The analogy breaks down because the references are sublime – not facts in the world, and the purposes are also either not present or at least not present in the same sense: ‘better to suffer evil than to do it’ ‘Why? In order to fulfill what purpose?’ ‘No reason other than not doing evil, evil is something you never should do!’

        I suppose you could say something like ‘in order to be a decent person’, but that doesn’t give a purpose like cutting, something external to the means. I want a good education so I need money – money is a purely external means to get educated; in another social system, money might not be necessary at all. ‘Being decent’ is not an external purpose to which ‘not doing evil’ just happens to be a means (perhaps in a different situation it wouldn’t matter? Nonsense). Being decent is just another way of referring to a person who refrains from doing evil, not the reason for the sake of which one refrains from doing evil.

      And so, according to Wittgenstein in the “Lecture on Ethics” at least, good is being used metaphorically, in a literally senseless way in ethics and religion. I would say: it is being used to refer symbolically to a relation to transcendence, which by definition cannot be referred to with ordinary literally meaningful language, but which nevertheless stands in an analogical connection to that which we do understand.

      The goodness that, for example, Edith Stein showed in a concentration camp, being sublime, may not be without remainder translated or paraphrased into the ordinary language we use. The goodness revealed through her demeanor is on another plane that the goodness of a knife or language instructor. We can’t fully understand it, because we cannot relate it to a clearly understood telos, we cannot see it as a means to any higher purpose at all. And yet, if the word goodness forces itself on a person, as it does me, that means I am conceiving the person’s demeanor under an imaginary telos-like image: that such transcendence of the animal- and ego-fueled fears and desires shows itself in a love that is indifferent to the animal and ego-centered self is like a telos, though again only by analogy. It would be as though the end of being a competent chess player paled in significance to the qualities of losing oneself in concentration was one was learning the game – the losing oneself in concentration is not a telos like mastering the game, but it would be incomparably more valuable than any consequence.
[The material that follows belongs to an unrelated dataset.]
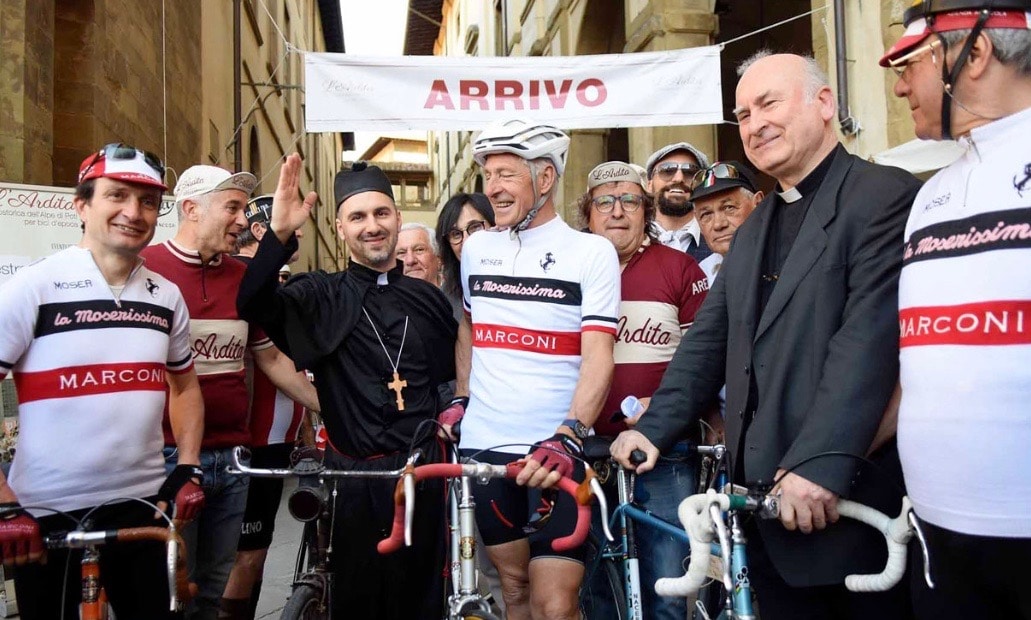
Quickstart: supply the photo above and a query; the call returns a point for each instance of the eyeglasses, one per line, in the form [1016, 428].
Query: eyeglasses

     The strength of the analogy lies in that the telos – mastery in chess, transforming yourself into an image of Christ – is a necessary condition in making sense of the action, and the action takes on the force of something good and necessary relative to that telos; the difference lies in the absolute importance of the good that reveals itself on the way to realizing the telos relative to the telos, and thus the transformed sense of telos that results. In a sense, the telos is a ladder that gets thrown away when one has ascended high enough. The Good (for Christians, Christ) is the judge of all purposes, ends, goals.